Switching Between Opioids

It is always a good idea to be extremely conservative when switching between opioids to prevent the risk of overdose. You can always treat symptoms of withdrawal by adding on breakthrough opioid medication. Overdose is much more serious. This is especially true of fentanyl patches. The prescribing information for fentanyl patches strongly advises against using any kind of conversion chart. Per the package insert of Duragesic (fentanyl):


"Do not use [morphine equivalence charts] to convert from DURAGESIC to other therapies because conversions to DURAGESIC are conservative. Converting from DURAGESIC will overestimate the dose of the new agent."


In other words, using a equivalence chart to convert from fentanyl to another opioid agent could potentially lead to overdose, and should not be done.


Since conversion charts should not be used, the general recommendation for converting from fentanyl to oral opioids is simply to titrate the dose of the new analgesic until adequate pain relief is attained.
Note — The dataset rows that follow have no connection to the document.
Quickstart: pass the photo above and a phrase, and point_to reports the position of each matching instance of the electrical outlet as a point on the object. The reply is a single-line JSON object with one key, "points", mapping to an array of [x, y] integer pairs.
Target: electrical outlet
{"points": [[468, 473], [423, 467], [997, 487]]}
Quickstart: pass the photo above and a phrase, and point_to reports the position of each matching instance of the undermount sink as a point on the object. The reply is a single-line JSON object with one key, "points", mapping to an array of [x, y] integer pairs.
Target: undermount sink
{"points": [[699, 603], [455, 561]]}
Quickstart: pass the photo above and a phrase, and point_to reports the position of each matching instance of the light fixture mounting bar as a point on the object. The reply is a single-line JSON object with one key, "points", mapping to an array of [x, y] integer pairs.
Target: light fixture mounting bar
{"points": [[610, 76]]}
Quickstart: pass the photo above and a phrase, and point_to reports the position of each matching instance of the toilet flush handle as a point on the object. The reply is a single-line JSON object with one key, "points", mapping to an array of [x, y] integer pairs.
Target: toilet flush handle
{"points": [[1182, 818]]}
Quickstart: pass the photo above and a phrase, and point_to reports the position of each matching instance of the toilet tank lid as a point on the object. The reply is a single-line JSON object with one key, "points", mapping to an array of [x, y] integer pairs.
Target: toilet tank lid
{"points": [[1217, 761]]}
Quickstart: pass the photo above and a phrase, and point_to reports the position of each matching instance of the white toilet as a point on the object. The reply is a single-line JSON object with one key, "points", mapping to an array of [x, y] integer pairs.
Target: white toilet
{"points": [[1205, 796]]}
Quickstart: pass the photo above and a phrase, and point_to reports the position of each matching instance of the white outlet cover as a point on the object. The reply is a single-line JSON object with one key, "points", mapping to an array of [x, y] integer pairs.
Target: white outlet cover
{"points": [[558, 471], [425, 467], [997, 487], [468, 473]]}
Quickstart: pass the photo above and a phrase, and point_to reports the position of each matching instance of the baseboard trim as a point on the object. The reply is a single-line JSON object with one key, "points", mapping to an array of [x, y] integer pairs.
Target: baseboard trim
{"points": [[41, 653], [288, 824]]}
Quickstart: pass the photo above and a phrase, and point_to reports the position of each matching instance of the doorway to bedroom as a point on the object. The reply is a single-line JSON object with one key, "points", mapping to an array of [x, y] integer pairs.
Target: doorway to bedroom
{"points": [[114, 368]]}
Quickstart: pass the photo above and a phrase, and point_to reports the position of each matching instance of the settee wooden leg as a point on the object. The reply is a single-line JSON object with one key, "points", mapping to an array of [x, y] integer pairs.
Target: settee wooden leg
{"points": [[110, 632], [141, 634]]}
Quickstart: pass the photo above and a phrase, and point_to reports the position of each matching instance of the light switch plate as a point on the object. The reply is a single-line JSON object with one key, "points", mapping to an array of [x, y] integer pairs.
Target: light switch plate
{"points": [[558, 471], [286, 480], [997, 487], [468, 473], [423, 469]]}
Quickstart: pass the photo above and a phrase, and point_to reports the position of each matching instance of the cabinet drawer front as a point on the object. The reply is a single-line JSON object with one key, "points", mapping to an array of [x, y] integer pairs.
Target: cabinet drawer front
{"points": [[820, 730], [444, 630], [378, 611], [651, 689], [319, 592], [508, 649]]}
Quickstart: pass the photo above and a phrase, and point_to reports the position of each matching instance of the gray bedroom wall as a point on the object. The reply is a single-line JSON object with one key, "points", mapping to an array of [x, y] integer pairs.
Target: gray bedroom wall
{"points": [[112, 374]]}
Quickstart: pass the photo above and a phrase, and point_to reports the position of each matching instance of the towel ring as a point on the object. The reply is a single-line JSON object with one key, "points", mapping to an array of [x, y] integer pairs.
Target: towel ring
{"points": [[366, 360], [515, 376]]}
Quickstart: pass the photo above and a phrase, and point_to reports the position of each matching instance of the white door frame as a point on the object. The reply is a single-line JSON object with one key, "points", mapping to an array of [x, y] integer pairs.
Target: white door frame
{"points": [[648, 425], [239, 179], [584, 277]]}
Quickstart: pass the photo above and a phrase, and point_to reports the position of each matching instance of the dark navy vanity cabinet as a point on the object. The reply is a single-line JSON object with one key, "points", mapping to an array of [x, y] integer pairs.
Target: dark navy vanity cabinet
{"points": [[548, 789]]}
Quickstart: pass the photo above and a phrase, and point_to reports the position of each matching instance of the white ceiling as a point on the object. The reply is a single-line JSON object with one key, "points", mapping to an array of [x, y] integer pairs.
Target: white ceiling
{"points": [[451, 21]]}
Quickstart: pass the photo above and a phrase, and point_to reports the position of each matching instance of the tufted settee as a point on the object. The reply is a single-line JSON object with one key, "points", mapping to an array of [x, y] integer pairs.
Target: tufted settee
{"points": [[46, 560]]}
This obviously leaves a lot of room for interpretation and this is where your doctor and pharmacist come in. They have a much better understanding of your current medical situation and should be the ones to provide you with an appropriate recommendation. As mentioned above, opioid dosing is highly individualized and it wouldn't be appropriate for us to give you a specific recommendation. We can however, give some general information for reference only.


In your question you state that you are stopping fentanyl 50 mcg/hr and instead going to be increasing your dose of Norco by 40 mg per day (to a total of 80 mg per day). This does appear to be an appropriately conservative dose.
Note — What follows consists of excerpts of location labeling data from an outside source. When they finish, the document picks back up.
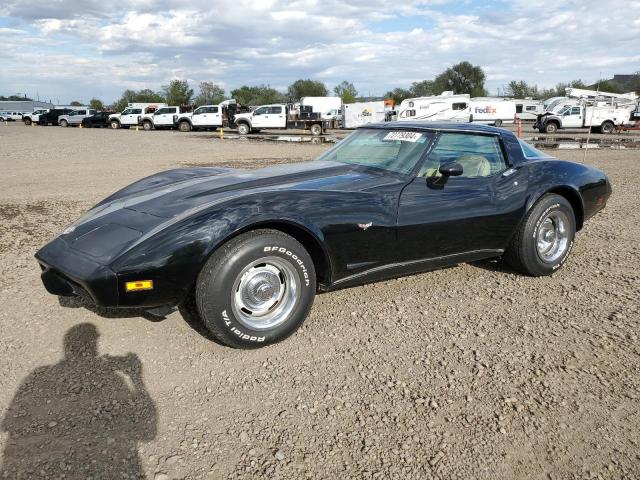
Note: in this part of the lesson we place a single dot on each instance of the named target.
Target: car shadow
(82, 417)
(105, 312)
(495, 265)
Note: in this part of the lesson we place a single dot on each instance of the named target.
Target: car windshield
(531, 152)
(392, 150)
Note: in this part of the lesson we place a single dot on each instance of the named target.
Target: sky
(63, 50)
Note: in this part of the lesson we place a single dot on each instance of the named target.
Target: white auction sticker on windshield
(403, 136)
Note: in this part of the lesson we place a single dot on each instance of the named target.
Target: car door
(472, 214)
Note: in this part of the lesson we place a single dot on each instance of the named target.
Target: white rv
(445, 107)
(360, 113)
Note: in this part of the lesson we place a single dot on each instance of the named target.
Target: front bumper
(66, 272)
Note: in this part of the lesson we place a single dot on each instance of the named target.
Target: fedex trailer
(492, 111)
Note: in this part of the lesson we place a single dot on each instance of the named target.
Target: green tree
(398, 94)
(346, 91)
(210, 94)
(461, 78)
(306, 88)
(425, 88)
(257, 95)
(96, 103)
(178, 92)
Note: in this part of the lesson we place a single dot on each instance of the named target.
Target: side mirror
(451, 170)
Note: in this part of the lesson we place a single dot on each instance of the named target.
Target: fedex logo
(487, 109)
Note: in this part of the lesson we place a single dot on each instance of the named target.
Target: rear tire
(257, 289)
(542, 243)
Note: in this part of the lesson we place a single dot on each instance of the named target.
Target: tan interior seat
(474, 166)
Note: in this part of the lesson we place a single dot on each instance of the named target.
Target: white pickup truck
(602, 118)
(75, 117)
(33, 117)
(276, 117)
(165, 117)
(132, 115)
Morphine Equivalents To Fentanyl

Below is a chart that practitioners often use when converting from morphine (or morphine equivalents) to fentanyl to give us a frame of reference.
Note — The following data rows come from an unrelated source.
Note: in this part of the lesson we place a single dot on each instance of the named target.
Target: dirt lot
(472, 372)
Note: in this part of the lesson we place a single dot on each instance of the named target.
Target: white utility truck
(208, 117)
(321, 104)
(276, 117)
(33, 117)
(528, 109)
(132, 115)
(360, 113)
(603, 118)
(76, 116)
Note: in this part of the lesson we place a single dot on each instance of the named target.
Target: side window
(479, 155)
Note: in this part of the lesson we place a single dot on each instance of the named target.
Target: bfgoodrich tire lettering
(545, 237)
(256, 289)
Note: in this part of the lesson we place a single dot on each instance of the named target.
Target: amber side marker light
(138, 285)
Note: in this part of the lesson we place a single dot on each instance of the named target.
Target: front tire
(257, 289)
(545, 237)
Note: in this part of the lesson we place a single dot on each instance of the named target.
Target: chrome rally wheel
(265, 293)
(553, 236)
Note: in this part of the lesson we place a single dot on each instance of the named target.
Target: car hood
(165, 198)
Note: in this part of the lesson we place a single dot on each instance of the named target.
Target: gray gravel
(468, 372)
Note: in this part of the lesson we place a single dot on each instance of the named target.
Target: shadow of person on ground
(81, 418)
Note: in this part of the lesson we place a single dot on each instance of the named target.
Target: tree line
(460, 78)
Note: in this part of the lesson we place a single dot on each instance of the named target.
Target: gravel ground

Morphine Equivalence Chart

Again, this chart should not be used to convert FROM fentanyl TO an oral opioid but it gives you a general frame of reference. Hydrocodone is most commonly converted to morphine in a 1:1 ratio, meaning 1 mg of morphine is equal to 1 mg hydrocodone so you can theoretically read the left side of the chart as 'hydrocodone dose'. You are DISCONTINUING 50 mcg of fentanyl. The recommendation your doctor is giving in regard to your Norco dose change appears appropriately conservative.


It is important to know that once a fentanyl patch is removed, 17 hours or more are required for a 50% decrease in fentanyl concentrations. Due to this many practitioners advise to wait at least 12 to 24 before initiating any new opioids. When new opioids or doses are introduced, it is important to dose very carefully to avoid potential overdose.